Zhou Qing Shu mengerakkan kakinya: “Bagaimana parasnya? Xiao Rui berkata selama dia mengantar hampir satu tahun lebih, tidak pernah sekali pun dia melihatnya, Dia hanya membuka pintunya sedikit, mengulurkan tanganya yang kecil sambil gemetaran ketika menerima teh susu pesanannya.”

“Apakah benar parasnya seperti Dewi?” Zhou Qing Shu penasaran.

Chen Zhuo berdeham, dia memikirkan kembali kejadian ketika berada di tangga.

Gadis dengan tubuh kurus dan kecil, memakai hoodie sweater yang longar, celana panjang. Kaki celananya terlihat cukup panjang sehingga ada bekas lipatan di kedua kaki celananya.

Dia memakai masker dan topi, secara keseluruhan badannya terlihat tertutup tanpa celah.

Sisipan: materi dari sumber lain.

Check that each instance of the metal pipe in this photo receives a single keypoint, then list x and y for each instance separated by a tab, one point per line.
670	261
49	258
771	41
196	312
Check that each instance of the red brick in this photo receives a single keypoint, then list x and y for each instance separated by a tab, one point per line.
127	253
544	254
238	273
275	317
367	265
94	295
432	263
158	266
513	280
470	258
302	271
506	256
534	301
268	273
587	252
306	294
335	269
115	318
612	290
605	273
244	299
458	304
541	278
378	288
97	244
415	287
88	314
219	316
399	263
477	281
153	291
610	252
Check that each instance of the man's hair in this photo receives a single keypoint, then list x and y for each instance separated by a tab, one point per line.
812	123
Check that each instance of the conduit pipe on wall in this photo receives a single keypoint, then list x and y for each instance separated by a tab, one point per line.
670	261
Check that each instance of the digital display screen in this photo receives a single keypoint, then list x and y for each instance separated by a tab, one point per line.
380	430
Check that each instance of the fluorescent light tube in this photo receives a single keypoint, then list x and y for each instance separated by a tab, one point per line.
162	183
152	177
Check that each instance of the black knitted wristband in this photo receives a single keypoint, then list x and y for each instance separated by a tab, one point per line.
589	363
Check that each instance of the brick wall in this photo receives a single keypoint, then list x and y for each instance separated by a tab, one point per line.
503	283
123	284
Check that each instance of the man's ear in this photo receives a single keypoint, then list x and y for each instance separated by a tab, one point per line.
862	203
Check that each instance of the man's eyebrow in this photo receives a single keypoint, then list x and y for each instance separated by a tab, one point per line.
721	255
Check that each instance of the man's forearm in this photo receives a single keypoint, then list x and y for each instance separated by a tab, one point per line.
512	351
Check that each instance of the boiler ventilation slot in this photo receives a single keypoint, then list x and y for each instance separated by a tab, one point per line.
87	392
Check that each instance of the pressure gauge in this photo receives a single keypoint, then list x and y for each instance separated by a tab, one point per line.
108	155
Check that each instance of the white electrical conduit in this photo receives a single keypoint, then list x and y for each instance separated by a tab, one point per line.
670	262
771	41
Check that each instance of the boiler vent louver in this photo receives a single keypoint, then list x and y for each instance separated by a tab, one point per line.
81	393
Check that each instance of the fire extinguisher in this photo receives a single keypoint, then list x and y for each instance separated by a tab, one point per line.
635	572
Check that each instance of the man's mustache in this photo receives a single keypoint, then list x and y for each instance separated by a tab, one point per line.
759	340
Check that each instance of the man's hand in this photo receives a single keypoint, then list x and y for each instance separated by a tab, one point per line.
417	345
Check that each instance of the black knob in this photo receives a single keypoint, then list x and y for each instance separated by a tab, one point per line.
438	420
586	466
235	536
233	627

Yang terlihat pada saat itu hanya sepasang mata penuh dengan ketidakpastian dan ketakutan seolah-olah Chen Zhuo adalah monster.

Itu terlihat aneh tapi lucu dan menarik.

Chen Zhuo tersenyum: “Aku tidak melihat dia.” Tetapi dia mengingatnya dengan jelas.

Zhou Qing Shu bertanya: “Apakah kamu pasti dia orangnya?”

Chen Zhuo: “Sangat pasti.”

Zhou Qing Shu menghela nafas: “Lebih bagus jika dia benar-benar pindah rumah.”

Chen Zhuo tidak mengatakan apapun, tetapi terlihat jelas senyum di wajahnya terlihat lebih dalam lagi.

Untuk dirinya, ini adalah hal sebaliknya. Mengapa dia harus pindah rumah, lebih baik jika benar dia telah bosan dengan rasa yang di tawarkan oleh toko ini dan ingin mencoba rasa baru dari toko lain.

Lebih baik jika ada pembanding di tengah kompetisi ini. Karena dengan begini, ketika dia kembali memesan, dia bakal teringat bahwa sebanyak mana dia memesan dari toko lain, pada akhirnya hanya rasa dari Zhong Yi tokonya ini yang sesuai dengan lidahnya.